Northeast China's Liaoning province, one of the country's traditional economic powerhouses, will continue to invest heavily to conserve its once heavily polluted environment, the province's governor said on Wednesday.

Liaoning province's environmental protection efforts will focus on tackling air and water pollution as well as preservation of over-exploited mines and reforestation of barren mountains, said Governor Chen Zhenggao, also a national lawmaker, in a panel discussion of the annual parliamentary session in Beijing.

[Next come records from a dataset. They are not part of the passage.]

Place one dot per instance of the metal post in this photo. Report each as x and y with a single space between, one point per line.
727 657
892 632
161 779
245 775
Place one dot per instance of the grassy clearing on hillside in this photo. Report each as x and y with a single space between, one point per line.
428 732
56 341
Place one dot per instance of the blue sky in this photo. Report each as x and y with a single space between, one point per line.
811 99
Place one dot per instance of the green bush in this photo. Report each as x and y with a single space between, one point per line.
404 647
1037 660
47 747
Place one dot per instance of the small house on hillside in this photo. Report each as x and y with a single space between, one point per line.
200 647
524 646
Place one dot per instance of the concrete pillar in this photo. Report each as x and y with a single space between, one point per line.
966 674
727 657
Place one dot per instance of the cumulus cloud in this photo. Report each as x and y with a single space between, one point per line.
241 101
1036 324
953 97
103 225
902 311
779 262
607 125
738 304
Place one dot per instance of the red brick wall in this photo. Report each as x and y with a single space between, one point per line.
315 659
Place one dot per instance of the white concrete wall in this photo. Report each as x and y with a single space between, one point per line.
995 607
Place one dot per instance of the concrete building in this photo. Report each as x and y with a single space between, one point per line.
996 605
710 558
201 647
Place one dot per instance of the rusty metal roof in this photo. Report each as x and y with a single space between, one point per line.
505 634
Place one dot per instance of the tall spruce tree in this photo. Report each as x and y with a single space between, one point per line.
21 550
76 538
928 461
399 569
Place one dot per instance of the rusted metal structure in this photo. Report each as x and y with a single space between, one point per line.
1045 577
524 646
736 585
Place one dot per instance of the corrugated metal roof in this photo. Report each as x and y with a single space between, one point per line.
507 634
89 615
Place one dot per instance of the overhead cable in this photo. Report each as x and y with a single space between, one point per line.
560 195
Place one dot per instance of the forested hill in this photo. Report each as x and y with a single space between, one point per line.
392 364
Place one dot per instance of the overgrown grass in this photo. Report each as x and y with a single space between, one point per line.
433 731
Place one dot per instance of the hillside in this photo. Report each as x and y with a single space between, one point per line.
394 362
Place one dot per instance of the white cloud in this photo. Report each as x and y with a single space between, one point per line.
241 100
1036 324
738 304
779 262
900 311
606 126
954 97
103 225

Rustbelt province aims high to curb pollution
2014 two sessions

Chen said the deteriorated environmental conditions are one of the results of heavy industrial development in the past several decades.

Liaoning, together with two other Northeast China provinces -- Heilongjiang and Jilin -- has contributed much to the country's high-speed development.

As part of its efforts to rein in water pollution, the province has established a prefectural-level agency to administrate Liaohe River, one of seven major rivers in China, with a total investment of 31 billion yuan ($5.06 billion), according to the governor.

"This effort is an innovation in China," said Chen.

As part of its "Blue Sky" project, which aims to reduce smog that has plagued many parts of the country in the past two years, the province has invested significantly in thermal power and natural gas.

In Shenyang, the provincial capital, more than 3,000 small coal-fired boilers have been replaced by a heating system with thermal power to reduce emissions in winter, Chen said.

About 45 billion yuan is also being invested in building natural gas pipes in major towns in the province to reduce the use of coal and oil, two major pollutant sources.

The governor admitted the province faces an uphill task in fight against pollution.

"Liaoning province, as a traditional heavy industrial base of China, is under tremendous pressure to protect its environment," Chen said in his 2013 government work report in January.